- Portfolio construction: How to develop a fund strategy
- What is portfolio construction?
- How portfolio construction differs for private funds
- The private fund portfolio construction process
- Step 1: Develop an investment thesis
- Step 2: Model the fund strategy
- Step 3: Execute and manage the portfolio
- Step 4: Rebalancing your strategy
- Key levers of private fund portfolio construction
- Fund size
- Number of investments and target ownership
- Scenario modeling
- Follow-on strategy and reserve capital
- Capital recycling
- Explore alternative liquidity paths
- From construction to management: Tracking fund performance
- Building a defensible fund strategy with an integrated platform
- Frequently asked questions about portfolio construction
- What is a good return for a VC fund?
- How can I build an investment track record before raising a fund?
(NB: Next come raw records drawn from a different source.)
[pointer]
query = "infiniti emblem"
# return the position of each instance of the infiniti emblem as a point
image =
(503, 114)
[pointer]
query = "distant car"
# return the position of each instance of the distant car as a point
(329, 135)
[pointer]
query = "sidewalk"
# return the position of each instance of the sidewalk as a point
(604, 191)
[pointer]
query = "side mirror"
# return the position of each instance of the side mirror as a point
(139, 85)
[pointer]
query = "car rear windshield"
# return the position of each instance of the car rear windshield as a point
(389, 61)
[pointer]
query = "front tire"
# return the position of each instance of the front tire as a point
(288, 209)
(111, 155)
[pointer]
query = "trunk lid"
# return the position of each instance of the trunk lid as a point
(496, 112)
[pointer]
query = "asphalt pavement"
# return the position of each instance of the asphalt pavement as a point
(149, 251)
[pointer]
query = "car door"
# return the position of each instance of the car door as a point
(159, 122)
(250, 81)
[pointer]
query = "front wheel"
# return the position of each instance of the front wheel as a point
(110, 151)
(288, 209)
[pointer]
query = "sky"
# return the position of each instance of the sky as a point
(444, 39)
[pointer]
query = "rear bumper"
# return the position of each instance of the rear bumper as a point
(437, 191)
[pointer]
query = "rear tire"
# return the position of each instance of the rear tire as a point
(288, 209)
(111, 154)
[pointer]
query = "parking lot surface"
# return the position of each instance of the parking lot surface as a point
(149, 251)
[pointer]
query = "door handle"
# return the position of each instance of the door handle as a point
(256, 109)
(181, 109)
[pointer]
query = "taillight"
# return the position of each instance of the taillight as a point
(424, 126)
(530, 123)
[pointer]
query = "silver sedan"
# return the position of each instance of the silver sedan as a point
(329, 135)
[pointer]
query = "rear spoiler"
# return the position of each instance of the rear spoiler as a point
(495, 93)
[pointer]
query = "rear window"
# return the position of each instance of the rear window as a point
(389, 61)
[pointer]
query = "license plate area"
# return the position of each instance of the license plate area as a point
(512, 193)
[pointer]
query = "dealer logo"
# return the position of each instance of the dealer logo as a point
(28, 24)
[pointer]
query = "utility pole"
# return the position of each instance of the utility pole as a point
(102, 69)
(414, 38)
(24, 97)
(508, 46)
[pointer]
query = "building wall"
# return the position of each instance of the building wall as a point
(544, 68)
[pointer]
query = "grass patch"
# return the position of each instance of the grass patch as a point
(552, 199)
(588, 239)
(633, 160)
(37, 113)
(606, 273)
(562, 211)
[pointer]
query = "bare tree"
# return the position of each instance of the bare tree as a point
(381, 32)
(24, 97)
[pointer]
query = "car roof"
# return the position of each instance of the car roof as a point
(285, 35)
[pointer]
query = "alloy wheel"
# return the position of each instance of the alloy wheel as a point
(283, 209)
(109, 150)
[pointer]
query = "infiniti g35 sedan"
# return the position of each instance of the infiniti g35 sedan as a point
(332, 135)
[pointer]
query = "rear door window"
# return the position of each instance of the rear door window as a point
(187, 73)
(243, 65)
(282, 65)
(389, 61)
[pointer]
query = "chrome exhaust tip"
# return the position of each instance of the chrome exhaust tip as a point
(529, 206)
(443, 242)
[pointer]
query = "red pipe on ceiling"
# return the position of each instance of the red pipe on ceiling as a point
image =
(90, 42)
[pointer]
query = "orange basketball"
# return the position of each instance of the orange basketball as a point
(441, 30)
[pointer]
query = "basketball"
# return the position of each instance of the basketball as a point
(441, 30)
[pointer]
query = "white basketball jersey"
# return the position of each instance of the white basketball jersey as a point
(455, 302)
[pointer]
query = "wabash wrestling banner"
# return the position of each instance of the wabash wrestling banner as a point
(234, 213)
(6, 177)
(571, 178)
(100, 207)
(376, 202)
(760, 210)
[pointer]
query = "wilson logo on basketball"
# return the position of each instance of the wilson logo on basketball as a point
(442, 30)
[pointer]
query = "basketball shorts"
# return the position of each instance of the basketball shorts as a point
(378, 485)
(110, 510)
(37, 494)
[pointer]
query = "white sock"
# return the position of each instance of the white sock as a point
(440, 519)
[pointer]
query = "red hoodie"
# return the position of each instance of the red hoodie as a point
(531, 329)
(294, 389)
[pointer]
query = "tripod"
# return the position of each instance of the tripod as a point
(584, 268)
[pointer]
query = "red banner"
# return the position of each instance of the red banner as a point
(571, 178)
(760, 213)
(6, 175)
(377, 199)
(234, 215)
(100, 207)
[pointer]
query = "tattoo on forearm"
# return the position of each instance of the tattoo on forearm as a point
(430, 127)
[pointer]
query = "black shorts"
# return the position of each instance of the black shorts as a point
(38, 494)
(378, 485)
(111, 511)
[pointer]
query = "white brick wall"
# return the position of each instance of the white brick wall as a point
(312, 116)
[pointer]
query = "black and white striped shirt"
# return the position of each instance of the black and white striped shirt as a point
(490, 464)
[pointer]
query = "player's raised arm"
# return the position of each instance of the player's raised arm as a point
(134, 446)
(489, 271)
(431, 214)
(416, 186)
- How does the power law impact venture portfolio construction?
Becoming a successful fund manager is challenging and competitive. Without a clear investment thesis and effective portfolio construction strategy, it’s difficult to convince institutional investors to make a commitment to your fund.
What is portfolio construction?
Portfolio construction is the multi-step process of designing an investment strategy to achieve a fund's specific goals. It is the blueprint a general partner (GP) creates to select the right mix of investments that will balance portfolio risk and maximize returns for their investors, known as limited partners (LP). This process involves determining how to allocate assets to meet the fund's objectives within a defined risk tolerance and investment horizon. A thoughtful portfolio construction strategy (often referred to as simply your fund strategy) is critical to success.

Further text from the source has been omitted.